One thing to note that in this example, we are not creating the raw data from raw .csv
file since, we did some data preparations and removed some user and items from the dataset based on the min frequencies we set during preprocessing file. So we use the raw validation data that were generated after train and eval set split step to send a request.
batch = cudf.read_parquet(os.path.join(input_data_path, "_cache/02/eval/", "part.0.parquet"), columns=workflow.input_schema.column_names).reset_index(drop=True)
batch = batch.iloc[:10, :]
print(batch)
user_id item_id video_category gender age
0 16794 221049 0 2 2
1 23542 61962 0 0 0
2 85886 281786 0 0 0
3 6016 26929 0 4 1
4 66043 30710 0 0 0
5 39752 222908 0 2 1
6 8365 273888 0 0 0
7 73739 280425 0 0 0
8 27552 28110 0 2 1
9 17866 69910 0 2 2
Deploy models on Triton Inference Server#
First we need to ensure that we have a client connected to the server that we started. To do this, we use the Triton HTTP client library.
import tritonclient.http as client
# Create a triton client
try:
triton_client = client.InferenceServerClient(url="localhost:8000", verbose=True)
print("client created.")
except Exception as e:
print("channel creation failed: " + str(e))
client created.
# ensure triton is in a good state
triton_client.is_server_live()
triton_client.get_model_repository_index()
GET /v2/health/live, headers None
<HTTPSocketPoolResponse status=200 headers={'content-length': '0', 'content-type': 'text/plain'}>
POST /v2/repository/index, headers None
<HTTPSocketPoolResponse status=200 headers={'content-type': 'application/json', 'content-length': '191'}>
bytearray(b'[{"name":"0_transformworkflowtriton","version":"1","state":"READY"},{"name":"1_predicttensorflowtriton","version":"1","state":"READY"},{"name":"executor_model","version":"1","state":"READY"}]')
[{'name': '0_transformworkflowtriton', 'version': '1', 'state': 'READY'},
{'name': '1_predicttensorflowtriton', 'version': '1', 'state': 'READY'},
{'name': 'executor_model', 'version': '1', 'state': 'READY'}]
Now that our server is running, we can send requests to it. In the code below we create a request to send to triton and send it.

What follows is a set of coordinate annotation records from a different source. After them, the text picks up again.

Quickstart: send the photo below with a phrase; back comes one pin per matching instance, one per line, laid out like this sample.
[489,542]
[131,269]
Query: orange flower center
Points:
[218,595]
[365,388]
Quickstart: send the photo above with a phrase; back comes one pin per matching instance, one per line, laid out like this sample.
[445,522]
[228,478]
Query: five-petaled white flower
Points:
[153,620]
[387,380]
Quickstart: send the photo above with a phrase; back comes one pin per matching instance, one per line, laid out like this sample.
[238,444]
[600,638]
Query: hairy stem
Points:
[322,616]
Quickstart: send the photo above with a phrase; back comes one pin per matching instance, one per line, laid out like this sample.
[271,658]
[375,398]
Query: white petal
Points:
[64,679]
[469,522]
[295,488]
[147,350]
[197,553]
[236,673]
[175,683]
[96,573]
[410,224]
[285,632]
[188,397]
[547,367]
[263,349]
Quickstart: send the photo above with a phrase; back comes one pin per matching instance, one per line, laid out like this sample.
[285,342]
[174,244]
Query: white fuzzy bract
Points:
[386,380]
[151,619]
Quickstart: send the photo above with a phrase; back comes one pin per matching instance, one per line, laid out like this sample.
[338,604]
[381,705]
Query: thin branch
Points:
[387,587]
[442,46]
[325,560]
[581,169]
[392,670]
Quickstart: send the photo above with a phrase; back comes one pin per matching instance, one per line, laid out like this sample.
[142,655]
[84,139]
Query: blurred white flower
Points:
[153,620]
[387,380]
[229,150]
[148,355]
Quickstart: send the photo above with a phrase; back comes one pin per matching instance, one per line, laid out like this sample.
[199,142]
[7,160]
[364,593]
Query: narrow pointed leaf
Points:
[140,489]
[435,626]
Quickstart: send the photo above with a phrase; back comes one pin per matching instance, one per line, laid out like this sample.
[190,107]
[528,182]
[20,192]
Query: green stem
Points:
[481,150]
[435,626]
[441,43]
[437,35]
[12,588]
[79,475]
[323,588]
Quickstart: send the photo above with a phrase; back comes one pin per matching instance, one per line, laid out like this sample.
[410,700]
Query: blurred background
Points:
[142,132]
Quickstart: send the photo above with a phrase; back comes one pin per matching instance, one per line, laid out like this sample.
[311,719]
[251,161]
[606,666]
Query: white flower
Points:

from merlin.systems.triton.utils import send_triton_request
response = send_triton_request(workflow.input_schema, batch, outputs)
Print out the response.
print(response)
{'click/binary_output': array([[0.50231797],
[0.50405663],
[0.50262684],
[0.5003805 ],
[0.50613105],
[0.4995402 ],
[0.5027875 ],
[0.5036676 ],
[0.4998571 ],
[0.5052081 ]], dtype=float32), 'like/binary_output': array([[0.49693626],
[0.49303743],
[0.49347958],
[0.49609515],
[0.4981295 ],
[0.49890146],
[0.49202597],
[0.49149314],
[0.5004128 ],
[0.49684843]], dtype=float32)}
The response consists of probability values for each row in the batch request for each target, i.e., click and like.
Summary#
Congratulations on completing this quick start guide example series!
In this quick start example series, you have preprocessed and transformed the data with NVTabular, trained a single-task or multi-task model with Merlin Models, and then finally deployed these models on Triton Inference Server.